In the United Arab Emirates, among the world’s most arid countries, any method is a good method for making it rain. On average 78mm of rain falls each year... compared to 1220mm in Great Britain, according to World Bank data. Surely more effective than a rain-dance – although the question is debatable – for a short while the country has been experimenting with a new method: dispersing salt (sodium chloride) crystals in the clouds, with the aim of augmenting condensation and inducing liquefaction. In fact the objective is to find an alternative to the very expensive sea water desalination plants. The Emirates produces14 percent of the world’s desalinated water, making the country the second largest producer of fresh water after its neighbour Saudi Arabia. “Four days of heavy rain in Abu Dhabi produced the equivalent of nine years’ production of a desalination plant”, enthused Omar Al Yazeedi, head of research at the United Arab Emirates National Centre of Meteorology and Seismology. According to the institute, production of 100 million cubic metres of fresh water through cloud seeding costs 7 million euros per year, as against 53 million through a desalination plant. Cheaper, more efficient: the information should always be carefully examined, this type of study often being commissioned by governments which are both referee and player.

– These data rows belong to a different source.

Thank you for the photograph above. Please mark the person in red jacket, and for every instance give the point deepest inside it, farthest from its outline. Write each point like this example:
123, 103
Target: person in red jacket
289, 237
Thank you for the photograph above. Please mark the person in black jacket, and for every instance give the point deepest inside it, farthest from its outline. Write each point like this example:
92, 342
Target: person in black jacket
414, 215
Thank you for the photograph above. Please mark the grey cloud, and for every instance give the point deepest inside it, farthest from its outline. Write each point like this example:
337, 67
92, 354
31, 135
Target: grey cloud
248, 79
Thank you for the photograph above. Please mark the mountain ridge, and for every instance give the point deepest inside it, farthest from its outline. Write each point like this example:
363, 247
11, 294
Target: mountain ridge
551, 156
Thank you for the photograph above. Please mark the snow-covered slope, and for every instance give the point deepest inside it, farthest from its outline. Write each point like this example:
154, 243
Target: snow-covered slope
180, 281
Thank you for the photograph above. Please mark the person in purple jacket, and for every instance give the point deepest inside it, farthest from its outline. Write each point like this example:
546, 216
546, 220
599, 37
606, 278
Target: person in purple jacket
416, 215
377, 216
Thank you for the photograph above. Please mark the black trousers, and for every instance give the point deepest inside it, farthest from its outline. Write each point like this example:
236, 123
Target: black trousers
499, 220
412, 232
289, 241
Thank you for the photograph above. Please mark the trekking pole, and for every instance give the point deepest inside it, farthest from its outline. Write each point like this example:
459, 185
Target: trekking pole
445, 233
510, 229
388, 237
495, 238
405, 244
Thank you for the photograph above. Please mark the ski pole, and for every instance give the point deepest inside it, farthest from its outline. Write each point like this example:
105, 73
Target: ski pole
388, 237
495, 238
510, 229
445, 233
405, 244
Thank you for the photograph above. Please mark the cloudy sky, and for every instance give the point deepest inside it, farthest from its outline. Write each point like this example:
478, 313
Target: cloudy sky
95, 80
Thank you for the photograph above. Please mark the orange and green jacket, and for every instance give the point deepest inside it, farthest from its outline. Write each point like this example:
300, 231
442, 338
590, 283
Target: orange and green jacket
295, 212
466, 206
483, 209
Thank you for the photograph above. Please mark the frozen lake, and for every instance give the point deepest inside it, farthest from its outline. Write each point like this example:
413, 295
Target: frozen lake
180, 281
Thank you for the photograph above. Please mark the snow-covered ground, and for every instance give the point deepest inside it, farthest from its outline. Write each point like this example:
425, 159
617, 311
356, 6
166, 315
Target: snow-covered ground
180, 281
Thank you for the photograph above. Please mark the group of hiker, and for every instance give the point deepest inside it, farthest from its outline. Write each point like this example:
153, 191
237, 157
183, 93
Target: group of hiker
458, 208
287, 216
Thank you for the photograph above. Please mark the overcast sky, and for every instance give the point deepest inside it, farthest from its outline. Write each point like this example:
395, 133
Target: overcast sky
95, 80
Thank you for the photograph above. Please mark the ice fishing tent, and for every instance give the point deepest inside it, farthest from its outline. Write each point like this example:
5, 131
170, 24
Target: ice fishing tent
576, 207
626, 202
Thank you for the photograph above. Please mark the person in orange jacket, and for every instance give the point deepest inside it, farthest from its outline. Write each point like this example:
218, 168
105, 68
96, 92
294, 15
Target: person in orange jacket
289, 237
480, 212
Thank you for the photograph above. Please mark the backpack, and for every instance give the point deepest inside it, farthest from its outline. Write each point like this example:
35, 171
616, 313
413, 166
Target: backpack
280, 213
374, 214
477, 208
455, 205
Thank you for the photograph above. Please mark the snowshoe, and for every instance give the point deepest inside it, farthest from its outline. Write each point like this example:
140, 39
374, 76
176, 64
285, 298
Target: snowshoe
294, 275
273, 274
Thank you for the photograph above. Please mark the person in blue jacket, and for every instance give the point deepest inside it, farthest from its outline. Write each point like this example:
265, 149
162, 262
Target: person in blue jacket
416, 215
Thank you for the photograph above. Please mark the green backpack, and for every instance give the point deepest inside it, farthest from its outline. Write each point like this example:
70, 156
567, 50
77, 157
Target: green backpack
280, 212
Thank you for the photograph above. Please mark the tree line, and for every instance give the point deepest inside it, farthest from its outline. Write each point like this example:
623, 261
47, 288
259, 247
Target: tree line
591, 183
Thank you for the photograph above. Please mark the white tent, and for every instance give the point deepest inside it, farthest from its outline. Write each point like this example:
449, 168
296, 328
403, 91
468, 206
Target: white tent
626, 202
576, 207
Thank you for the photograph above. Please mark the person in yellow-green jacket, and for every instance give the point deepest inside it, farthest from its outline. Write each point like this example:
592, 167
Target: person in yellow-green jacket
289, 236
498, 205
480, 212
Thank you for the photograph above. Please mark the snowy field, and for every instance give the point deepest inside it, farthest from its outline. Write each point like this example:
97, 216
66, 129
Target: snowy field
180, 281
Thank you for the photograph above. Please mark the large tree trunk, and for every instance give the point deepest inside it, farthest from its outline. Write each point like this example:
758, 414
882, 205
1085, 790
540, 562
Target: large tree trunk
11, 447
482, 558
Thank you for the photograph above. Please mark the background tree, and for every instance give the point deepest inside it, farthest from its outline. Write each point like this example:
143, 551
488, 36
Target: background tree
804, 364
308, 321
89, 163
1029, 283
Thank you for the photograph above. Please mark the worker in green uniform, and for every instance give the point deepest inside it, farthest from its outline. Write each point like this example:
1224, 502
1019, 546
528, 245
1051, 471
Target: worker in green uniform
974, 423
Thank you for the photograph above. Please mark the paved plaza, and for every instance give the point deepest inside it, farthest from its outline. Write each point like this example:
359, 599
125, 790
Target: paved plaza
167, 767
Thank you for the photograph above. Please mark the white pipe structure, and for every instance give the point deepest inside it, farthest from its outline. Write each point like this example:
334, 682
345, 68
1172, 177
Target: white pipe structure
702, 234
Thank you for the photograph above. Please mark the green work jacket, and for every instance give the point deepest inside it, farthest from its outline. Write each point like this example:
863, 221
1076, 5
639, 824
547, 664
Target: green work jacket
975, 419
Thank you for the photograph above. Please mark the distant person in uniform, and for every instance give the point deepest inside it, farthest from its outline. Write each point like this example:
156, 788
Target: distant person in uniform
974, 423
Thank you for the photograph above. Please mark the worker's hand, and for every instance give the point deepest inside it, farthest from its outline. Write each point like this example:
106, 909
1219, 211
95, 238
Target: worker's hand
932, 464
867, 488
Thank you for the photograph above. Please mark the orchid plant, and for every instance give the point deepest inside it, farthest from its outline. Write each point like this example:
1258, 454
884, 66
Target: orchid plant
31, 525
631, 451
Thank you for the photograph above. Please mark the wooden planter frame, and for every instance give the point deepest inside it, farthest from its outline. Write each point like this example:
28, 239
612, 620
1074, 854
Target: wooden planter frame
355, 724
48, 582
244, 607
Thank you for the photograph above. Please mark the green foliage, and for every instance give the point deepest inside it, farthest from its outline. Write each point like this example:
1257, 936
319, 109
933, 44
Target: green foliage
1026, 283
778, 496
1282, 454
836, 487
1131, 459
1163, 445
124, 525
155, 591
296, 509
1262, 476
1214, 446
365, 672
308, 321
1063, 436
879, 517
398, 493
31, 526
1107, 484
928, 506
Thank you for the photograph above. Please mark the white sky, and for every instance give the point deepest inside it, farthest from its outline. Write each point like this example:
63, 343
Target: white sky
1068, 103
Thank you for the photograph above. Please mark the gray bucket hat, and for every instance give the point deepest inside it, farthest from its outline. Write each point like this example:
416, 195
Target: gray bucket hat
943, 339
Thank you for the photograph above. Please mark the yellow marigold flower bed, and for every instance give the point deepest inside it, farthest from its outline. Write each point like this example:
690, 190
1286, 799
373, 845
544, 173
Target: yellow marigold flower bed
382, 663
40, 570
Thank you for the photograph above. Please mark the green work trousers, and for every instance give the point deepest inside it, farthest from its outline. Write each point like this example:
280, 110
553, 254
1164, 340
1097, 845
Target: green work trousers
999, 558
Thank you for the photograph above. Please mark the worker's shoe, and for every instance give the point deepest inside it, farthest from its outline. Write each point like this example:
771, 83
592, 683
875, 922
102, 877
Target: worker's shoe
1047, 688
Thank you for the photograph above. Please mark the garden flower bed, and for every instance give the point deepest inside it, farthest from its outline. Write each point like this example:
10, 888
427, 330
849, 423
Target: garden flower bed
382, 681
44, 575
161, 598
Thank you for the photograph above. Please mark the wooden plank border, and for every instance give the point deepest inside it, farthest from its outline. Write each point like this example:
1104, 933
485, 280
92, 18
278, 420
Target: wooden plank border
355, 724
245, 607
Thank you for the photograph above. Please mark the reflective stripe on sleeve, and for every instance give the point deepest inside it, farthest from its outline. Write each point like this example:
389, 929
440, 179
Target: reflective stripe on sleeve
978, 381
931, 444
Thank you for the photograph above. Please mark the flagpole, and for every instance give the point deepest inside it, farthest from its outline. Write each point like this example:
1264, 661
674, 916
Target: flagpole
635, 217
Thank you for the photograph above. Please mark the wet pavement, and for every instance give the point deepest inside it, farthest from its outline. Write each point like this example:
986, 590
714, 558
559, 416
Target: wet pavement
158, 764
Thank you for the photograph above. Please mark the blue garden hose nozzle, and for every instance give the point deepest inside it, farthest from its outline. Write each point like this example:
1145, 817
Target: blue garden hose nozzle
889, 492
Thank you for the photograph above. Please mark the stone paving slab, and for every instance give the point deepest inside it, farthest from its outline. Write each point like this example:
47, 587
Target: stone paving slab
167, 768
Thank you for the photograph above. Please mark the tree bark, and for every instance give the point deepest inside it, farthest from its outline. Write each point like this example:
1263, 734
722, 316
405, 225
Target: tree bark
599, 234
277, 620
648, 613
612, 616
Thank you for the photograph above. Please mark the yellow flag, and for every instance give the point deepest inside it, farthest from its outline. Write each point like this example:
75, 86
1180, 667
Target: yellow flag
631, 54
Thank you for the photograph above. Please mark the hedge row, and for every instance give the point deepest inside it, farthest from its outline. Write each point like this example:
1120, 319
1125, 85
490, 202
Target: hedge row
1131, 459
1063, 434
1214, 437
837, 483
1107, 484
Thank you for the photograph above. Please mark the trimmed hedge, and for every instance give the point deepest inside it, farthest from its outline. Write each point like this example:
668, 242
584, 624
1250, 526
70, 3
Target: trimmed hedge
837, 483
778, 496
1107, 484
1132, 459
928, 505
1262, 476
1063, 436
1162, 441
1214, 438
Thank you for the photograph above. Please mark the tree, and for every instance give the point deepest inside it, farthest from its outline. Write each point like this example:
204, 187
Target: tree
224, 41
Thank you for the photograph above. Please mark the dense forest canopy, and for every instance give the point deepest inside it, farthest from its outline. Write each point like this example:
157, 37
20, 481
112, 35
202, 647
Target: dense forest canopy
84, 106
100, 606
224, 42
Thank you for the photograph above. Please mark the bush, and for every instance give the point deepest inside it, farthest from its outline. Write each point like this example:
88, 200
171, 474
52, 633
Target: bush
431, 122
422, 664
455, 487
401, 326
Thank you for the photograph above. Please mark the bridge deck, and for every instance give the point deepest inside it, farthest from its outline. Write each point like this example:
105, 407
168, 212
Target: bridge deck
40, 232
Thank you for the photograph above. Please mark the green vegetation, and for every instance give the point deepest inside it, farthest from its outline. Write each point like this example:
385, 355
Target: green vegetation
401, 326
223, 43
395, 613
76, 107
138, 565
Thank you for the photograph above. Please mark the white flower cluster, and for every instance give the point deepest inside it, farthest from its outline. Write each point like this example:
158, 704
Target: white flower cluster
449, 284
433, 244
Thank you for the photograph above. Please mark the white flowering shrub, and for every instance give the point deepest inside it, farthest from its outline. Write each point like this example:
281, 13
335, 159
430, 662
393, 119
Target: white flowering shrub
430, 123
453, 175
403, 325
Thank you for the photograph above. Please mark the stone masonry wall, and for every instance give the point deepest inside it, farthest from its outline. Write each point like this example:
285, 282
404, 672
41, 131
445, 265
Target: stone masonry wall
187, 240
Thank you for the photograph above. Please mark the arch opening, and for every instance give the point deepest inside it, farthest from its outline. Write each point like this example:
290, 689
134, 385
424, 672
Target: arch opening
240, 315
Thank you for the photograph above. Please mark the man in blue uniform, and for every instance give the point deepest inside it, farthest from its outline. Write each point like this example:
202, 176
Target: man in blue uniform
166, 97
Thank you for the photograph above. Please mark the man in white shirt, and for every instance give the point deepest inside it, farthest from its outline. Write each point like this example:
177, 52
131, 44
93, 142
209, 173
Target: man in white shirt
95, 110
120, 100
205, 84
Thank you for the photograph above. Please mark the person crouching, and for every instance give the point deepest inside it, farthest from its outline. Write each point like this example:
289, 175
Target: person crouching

A method always used by many countries…

It is not the United Arab Emirates’ first attempt. During the summer of 2010, a government project caused 50 rainfalls around Abu Dhabi. The technology used at the time was very different: it constituted metal umbrellas 10m in diameter, designed to electrically charge the atmosphere. The negative ions produced discharged into the air, aggregating dust, which provides an ideal base for the naturally occurring water vapour to condense upon. This mechanism was deployed 74 times over 112 days, when humidity was over 30 percent. Other procedures exist. Amongst them, evidently, the famous cloud seeding, whether this be with silver iodide or sodium chloride. Used for the first time in the United States in 1946, in an effort to fight the drought which struck the New York area, this method has always been used by many countries... among them France. The latter is actually subject to this kind of experiment, lead by certain farming communities and sometimes chaperoned by local authorities on a different scale. The procedure not only has the aim of combating drought, but equally, in a storm, reduces the risk of hail, sometimes devastating for crops.

However, the efficacy of artificial rain is not unequivocal. According to François Bouttier, researcher at Météo France, data gathered and published by public bodies are too few to judge the efficiency of these methods. “For the moment, the scientific community lacks perspective.” So, the Abu Dhabi project, started in 2010, has been a big secret. It must be said that these technologies, which echo those of geoengineering which seeks to manipulate the climate, are the subject of many controversies.

Silver chloride, oddly, is known to be insoluble in water and to dangerous. Several medical articles have shown that humans absorb it through respiration and the skin, causing irritation, renal and pulmonary scarring, in severe cases leading to haemorrhaging, gastro-enteritis and increased heart-rate. However, François Bouttier says “For silver chloride to have an impact on humans, its concentration must be very much greater than that utilised in cloud seeding. Studies show that the product significantly dilutes in the atmosphere”, he insisted, while noting: “Silver ions have more serious effects on aquatic plants and animals, for which they remain very toxic.”